4 Hierbei wird zwischen ToM und Empathie noch mal unterschieden, da das Verstehen nicht dem Mitfühlen gleicht. Allerdings wir in vielen Publikationen affektive ToM mit kognitiver Empathie gleichgesetzt, was dann das Verstehen von Emotionen beschreibt.

5 U. a. die Inselrinde – wo Schmerzverarbeitung stattfindet und Empfindungen verarbeitet werden und der temporo-parietale Übergang; hier schreibt Neurowissenschaftlerin Rebecca Saxe dem rechten mehr Bedeutung für die Interpretation des Verhaltens anderer zu (Richardson & Saxe 2019).

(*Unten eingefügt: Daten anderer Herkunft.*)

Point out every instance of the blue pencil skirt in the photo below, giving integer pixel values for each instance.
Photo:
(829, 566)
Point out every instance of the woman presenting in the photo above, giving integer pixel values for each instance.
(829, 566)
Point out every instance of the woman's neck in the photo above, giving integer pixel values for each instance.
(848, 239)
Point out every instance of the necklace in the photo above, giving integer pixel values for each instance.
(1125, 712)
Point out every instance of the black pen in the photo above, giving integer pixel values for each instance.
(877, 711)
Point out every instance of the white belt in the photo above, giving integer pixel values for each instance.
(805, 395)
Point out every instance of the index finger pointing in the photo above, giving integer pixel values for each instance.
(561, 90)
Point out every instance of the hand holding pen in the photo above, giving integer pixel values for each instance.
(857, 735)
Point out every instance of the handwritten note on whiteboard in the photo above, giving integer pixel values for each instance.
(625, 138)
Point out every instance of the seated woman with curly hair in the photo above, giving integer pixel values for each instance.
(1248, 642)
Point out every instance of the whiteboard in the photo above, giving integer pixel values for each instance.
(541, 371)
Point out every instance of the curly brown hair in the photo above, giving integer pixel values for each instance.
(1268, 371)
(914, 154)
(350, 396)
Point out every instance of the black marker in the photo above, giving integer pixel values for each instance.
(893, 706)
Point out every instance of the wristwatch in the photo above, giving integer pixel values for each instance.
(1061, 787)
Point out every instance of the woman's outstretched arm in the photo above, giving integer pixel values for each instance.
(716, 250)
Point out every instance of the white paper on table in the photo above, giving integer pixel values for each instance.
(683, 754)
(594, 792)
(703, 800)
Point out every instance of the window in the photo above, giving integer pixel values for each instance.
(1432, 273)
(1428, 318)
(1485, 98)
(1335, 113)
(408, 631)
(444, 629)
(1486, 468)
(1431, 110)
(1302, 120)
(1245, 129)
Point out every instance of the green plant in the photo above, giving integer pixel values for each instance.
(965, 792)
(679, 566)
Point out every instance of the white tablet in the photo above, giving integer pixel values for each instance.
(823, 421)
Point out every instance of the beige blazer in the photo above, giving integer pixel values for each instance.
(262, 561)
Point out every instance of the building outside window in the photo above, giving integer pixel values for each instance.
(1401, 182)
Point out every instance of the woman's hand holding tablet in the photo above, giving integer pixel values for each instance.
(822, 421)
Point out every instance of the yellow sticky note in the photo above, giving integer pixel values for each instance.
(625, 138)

6 Gemeint sind: chemische Anhängsel, wobei die Methylierung, angehängte Methylreste, am besten untersucht ist und eine Hypomethylierung eines bestimmten Gens bei Angststörungen bedeutend sein soll, wobei dieses hypo, also „zu wenig“, von Methylierung evtl. durch Psychotherapie wieder in ein gesundes Methylierungsmuster gebracht werden kann (Ziegler et al. 2016), jedoch ist der molekulare Weg (noch) nicht klar und die Belege zu gering, um von breitgültigen Fakten sprechen zu können.

7 Bewusstsein als das, worauf Hirnleistungen aufbauen, also primäre Prozesse der Empfindung und deren Verarbeitung, zum Objekt kognitiver Prozesse werden und die Ergebnisse aus dieser Metaanalyse repräsentiert werden und wir uns also unserer Empfindungen, Wahrnehmungen, allgemein unserer Existenz wahr sind.